Leo's Jewish family lived in Vilna, which in 1913 was part of the Russian Empire. In 1916, fearing revolution, his family left for Harbin in northern China, a city with a well-organized Jewish community. There Leo joined a Zionist group and studied Jewish history, and for two years attended a Jewish primary school and learned Hebrew. He then studied at a Russian secondary school in Harbin.
1933-39: When Japan occupied Manchuria in 1931 and conditions in Harbin deteriorated, Leo's parents sent him to Shanghai. There he attended a British school and learned English, and he also served in the Jewish Shanghai Volunteer Corps, which protected Shanghai's foreign citizens. Leo got a job at a textile import firm that sent him, in 1937, to Kobe, Japan.

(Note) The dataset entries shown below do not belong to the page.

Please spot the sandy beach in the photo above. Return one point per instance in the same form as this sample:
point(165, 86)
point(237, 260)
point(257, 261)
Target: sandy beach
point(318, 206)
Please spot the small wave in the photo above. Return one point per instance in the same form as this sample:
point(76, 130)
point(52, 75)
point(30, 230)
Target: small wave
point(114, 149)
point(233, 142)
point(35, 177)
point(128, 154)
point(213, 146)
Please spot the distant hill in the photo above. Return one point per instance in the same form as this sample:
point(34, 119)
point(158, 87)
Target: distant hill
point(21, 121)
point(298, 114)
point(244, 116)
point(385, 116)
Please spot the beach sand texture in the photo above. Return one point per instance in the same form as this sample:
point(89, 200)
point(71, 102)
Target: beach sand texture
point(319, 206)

The small Jewish community there elected him its honorary secretary.
1940-44: In 1940 and 1941 many Jewish refugees from Poland and Lithuania were saved from the Holocaust by receiving transit visas via Japan, which were issued to them by the Japanese vice-consul in Kovno. These refugees traveled by train across the Soviet Union to Vladivostok, where they were eventually transported by ship to Kobe, Japan. There Leo's small Jewish community looked after them by finding them homes, donating medical supplies and clothing, and arranging their visas so they could stay on in Japan.
In 1942 Leo returned to Shanghai and spent the rest of the war working there. He immigrated to Israel in 1948 and later moved to the United States.